What is the robots.txt file?
The robots.txt file is a document that tells search engine indexing spiders which parts of a website can be indexed and provides a link to the XML-sitemap.
Put more simply, a robots.txt file tells search engine crawlers which URLs of a site they can access, but in no case it is a mechanism that prevents the page from being indexed, as many crawlers ignore the robots.txt instructions.
When crawlers or spiders ignore the indexing denial placed in the robots.txt (which is none other than noindex), it will be necessary to protect the web page password to prevent them from indexing the web page in question.
1. What is the robots.txt file used for?
In general, the robots.txt file is used to give concrete and specific orders to the crawlers of the different search engines. But let’s show some more specific features.
- It controls access to graphic resources. It allows you to indicate if you want to prevent image files from your website from showing in search results. This is of vital importance, to try to take control over the infographics and images with technical information of products that we have. In such a way that those interested in such information, in the first instance, can only access it by visiting our website.

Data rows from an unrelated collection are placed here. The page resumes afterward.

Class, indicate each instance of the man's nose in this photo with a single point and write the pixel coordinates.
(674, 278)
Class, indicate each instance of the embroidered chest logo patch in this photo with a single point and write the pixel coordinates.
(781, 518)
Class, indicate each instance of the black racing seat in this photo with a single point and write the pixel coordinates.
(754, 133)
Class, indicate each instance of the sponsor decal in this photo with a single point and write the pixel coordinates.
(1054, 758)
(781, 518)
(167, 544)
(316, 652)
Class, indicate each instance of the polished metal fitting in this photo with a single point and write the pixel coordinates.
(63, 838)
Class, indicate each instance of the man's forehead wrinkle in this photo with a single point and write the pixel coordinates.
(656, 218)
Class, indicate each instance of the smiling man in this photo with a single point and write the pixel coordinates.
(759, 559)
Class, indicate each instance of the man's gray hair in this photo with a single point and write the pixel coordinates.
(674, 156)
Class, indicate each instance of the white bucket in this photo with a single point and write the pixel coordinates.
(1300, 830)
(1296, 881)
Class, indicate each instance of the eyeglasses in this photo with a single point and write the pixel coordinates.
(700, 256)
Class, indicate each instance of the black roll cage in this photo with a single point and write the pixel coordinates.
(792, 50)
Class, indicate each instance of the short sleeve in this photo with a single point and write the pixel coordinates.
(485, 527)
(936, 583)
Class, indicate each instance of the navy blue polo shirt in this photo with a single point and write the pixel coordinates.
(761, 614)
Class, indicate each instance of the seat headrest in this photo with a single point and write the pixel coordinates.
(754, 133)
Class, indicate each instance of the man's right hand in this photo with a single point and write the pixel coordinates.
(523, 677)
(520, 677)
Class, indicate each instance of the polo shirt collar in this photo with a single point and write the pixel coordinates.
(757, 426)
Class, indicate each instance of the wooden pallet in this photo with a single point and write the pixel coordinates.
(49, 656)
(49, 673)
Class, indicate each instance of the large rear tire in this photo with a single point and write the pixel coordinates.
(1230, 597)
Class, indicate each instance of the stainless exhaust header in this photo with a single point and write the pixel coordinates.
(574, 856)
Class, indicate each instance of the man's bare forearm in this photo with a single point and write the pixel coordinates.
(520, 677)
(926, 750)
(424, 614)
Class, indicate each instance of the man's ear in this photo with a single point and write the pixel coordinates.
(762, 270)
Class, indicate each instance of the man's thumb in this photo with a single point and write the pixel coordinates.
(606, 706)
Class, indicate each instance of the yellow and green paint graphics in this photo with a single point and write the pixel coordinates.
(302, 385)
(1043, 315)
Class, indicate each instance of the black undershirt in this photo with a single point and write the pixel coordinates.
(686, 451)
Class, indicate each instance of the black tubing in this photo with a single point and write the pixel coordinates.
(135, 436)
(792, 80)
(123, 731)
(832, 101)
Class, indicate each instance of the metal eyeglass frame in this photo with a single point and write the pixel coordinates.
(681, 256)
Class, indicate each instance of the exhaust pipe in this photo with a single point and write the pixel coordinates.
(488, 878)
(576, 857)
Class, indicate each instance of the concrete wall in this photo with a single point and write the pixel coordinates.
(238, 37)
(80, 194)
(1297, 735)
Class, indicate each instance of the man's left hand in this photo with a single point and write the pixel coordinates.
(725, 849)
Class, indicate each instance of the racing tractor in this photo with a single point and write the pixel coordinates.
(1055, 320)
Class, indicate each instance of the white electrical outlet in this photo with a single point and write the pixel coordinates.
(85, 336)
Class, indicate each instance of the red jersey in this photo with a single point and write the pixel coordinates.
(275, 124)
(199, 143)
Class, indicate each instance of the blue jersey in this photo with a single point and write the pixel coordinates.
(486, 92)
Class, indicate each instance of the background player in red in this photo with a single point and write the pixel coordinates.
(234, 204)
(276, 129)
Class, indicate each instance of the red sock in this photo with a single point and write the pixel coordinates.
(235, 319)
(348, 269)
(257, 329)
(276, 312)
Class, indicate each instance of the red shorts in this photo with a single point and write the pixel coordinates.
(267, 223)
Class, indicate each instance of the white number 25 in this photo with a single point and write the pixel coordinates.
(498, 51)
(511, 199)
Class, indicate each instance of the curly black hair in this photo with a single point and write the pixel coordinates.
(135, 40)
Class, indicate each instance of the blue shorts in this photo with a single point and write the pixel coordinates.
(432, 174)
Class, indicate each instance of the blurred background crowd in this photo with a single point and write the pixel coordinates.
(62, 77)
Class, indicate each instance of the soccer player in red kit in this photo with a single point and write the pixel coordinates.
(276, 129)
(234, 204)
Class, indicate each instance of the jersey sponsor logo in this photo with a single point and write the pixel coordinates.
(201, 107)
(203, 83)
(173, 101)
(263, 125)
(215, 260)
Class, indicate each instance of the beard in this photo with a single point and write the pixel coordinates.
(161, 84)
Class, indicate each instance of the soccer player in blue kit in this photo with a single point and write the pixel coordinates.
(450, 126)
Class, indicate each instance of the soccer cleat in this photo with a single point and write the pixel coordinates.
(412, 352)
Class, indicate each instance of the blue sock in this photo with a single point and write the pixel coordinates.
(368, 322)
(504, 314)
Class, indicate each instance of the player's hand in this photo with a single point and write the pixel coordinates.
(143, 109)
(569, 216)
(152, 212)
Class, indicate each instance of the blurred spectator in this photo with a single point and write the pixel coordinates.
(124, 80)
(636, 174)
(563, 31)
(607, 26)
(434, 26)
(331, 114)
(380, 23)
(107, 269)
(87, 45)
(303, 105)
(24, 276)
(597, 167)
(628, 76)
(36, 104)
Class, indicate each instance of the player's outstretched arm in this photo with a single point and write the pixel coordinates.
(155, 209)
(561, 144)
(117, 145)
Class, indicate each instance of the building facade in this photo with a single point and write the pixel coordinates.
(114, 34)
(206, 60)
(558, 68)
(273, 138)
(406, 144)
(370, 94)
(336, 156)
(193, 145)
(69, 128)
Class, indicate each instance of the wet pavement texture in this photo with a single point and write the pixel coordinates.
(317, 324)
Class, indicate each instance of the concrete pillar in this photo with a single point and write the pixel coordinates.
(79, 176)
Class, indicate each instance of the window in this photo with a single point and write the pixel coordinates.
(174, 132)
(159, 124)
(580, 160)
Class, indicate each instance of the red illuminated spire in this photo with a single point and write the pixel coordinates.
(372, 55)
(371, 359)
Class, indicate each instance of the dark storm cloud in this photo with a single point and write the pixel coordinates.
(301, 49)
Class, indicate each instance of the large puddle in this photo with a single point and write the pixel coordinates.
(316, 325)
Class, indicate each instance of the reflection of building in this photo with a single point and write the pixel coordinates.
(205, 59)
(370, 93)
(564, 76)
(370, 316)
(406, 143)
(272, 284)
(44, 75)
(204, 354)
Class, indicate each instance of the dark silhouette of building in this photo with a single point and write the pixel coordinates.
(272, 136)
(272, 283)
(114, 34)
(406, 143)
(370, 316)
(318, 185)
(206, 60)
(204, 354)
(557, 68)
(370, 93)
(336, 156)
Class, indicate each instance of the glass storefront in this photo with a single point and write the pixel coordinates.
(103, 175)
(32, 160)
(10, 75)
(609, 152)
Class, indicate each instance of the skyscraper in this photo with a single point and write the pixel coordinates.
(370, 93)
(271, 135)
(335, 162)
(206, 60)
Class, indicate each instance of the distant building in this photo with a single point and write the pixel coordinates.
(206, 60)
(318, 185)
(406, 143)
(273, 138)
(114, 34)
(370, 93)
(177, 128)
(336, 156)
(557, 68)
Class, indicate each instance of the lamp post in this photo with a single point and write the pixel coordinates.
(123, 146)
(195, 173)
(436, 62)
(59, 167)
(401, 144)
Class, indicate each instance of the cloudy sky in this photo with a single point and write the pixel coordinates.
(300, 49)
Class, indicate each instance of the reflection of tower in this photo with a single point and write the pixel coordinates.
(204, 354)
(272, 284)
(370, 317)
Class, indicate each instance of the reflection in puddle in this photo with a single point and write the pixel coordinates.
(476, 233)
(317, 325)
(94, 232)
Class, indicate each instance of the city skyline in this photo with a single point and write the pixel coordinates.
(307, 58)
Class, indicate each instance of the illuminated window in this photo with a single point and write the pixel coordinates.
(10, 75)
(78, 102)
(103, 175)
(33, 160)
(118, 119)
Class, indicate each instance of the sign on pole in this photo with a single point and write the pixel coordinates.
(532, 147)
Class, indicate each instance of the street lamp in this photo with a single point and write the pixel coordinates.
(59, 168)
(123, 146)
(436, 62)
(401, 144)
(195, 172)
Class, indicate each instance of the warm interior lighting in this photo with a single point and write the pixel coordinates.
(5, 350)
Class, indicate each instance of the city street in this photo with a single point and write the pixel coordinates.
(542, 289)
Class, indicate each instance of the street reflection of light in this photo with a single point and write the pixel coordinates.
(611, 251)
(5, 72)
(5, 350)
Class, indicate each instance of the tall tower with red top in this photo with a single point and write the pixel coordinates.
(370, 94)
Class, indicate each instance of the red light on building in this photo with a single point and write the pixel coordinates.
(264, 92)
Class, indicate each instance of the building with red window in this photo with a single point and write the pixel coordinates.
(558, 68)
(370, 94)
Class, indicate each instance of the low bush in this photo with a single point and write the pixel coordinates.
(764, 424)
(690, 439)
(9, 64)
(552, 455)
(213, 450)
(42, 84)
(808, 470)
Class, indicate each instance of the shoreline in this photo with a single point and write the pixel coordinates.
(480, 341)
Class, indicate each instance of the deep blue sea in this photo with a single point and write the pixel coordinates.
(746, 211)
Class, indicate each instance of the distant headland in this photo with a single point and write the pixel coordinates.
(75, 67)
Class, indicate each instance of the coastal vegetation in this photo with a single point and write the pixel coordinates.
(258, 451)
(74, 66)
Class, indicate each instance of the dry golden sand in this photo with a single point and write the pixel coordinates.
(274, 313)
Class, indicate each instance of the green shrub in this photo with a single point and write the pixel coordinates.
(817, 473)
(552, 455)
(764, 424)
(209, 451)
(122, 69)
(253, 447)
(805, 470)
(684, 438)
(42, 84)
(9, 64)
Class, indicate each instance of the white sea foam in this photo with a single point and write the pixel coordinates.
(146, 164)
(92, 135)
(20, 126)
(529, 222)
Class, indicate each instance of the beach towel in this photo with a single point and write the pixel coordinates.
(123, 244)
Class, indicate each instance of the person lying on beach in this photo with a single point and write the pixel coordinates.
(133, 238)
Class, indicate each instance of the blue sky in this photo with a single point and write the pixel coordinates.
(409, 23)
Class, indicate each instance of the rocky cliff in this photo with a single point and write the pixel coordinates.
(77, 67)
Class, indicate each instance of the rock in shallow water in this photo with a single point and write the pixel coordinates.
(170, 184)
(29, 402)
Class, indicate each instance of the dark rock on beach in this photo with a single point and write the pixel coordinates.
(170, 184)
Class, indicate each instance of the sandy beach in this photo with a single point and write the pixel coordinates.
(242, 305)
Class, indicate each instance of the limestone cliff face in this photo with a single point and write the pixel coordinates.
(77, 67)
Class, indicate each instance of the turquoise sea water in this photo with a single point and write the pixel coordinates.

- It restricts access to certain web pages. The web sites are formed by multiple pages, but we may not want to include all of them during the indexation process. There are many reasons for this, generally it is so that the visits of the crawlers don’t negatively influence the performance of our web server and to update our SEO strategy, removing or adding pages that could affect our rankings.
- Block access to files and directories. It is very useful to prevent crawlers from poking their noses into directories and files that are only resources for the proper functioning of the website, contain information that is exclusive to certain users or simply duplicate content.
2. How to create a robots.txt file?
However, any default installation of a CMS, such as , WordPress It creates by default a robots.txt file, they can be easily created by using a plain text editor to create a plain text file in ASCII or UTF-8 format, to place inside it the desired indexing instructions.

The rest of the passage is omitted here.